= ALCO 241 =

Diesel locomotive engine

The ALCO 241 was a diesel prime mover built by the American Locomotive Company (ALCO). It was the company's first diesel engine originally designed to power road locomotives, with a higher output and operating speed than previous designs.

The introduction of EMC's FT freight diesel in 1939 made Alco management realize that they needed a new diesel engine in order to compete for diesel locomotive sales. The engine that Alco needed must be capable of producing in the range of 1500 horsepower for a freight locomotive and 2000 horsepower for a passenger locomotive. The diesel engine that it did have in 1940, the Alco 539T, would produce approximately 1300 horsepower in an eight-cylinder engine. The 539 engine did not have capacity to produce much more than 1300 horsepower. It was not a good candidate for long term locomotive production with capability for greater horsepower.

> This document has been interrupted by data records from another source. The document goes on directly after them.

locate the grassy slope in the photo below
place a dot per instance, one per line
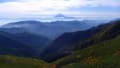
(19, 62)
(101, 55)
(104, 52)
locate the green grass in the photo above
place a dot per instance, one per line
(19, 62)
(101, 55)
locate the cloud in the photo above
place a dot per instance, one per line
(21, 8)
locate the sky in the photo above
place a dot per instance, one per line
(39, 8)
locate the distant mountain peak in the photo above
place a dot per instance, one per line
(59, 16)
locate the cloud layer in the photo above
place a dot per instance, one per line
(27, 8)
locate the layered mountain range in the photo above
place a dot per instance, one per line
(80, 45)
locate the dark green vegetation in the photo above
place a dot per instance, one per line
(17, 62)
(102, 50)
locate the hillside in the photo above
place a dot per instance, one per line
(10, 46)
(64, 44)
(103, 53)
(20, 62)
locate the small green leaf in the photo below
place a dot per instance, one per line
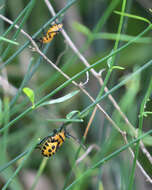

Design work on the 241, began in 1940, initially led by Ralph Miller, who was shortly thereafter replaced by Paul Vaughan. Alco Engineer Paul Vaughan did a study to recommend a diesel engine specification. His recommendation was for a high speed, 9" X 10.5" V-type diesel engine operating at a maximum of 1,000 rpm with a 45-degree angle between the two cylinder banks. Alco's first attempt at attaining 1500 horsepower in a diesel engine was with the Alco 241 engine program. The 241 engine was approved for development on March 12, 1940. The company authorized both 12 cylinder and 16 cylinder designs. The Alco 241 engine would have a bore (cylinder diameter) of 9 in, and a stroke of 10.5 in. Its designation combines Alco's identifier for that bore and stroke - 2 - with the year its design was approved for laboratory testing - 1941. Alco was focused on creating a diesel engine capable of competing with the EMD FT.

The Alco's design goals for the 241 engine were a high operating speed, a high cylinder output of 135 psi bmep (brake mean effective pressure), a high horsepower to weight ratio, and the capability for growth with later improvements. World War II had begun and the wartime environment caused all of Alco's businesses to grow. The diesel engine engineering and testing staff had been limited by the previous economic conditions of the Great Depression. Prior to the outbreak of the war the Gulf Mobile & Ohio Railroad ordered 80 diesel freight locomotives from Alco when and if there was a successful design. The additional burden of the war created more work for the Alco diesel engineering staff. This engineering work was mostly to expand production of diesel engines for the U. S. Navy. Effective April 4, 1942 the War Production Board began controlling all industrial production. The Transportation Equipment Branch and the Railroad Advisory Committee both of the War Production Board met on April 8, 1942, to develop a railroad equipment production program for the remainder of the year. This group recommended that diesel locomotive builders build for maximum production. Alco and Baldwin would build diesel switchers and EMD would build freight diesels. Faced with these considerable difficulties the Alco diesel engineering staff continued the 241 engine project, but at a very slow pace.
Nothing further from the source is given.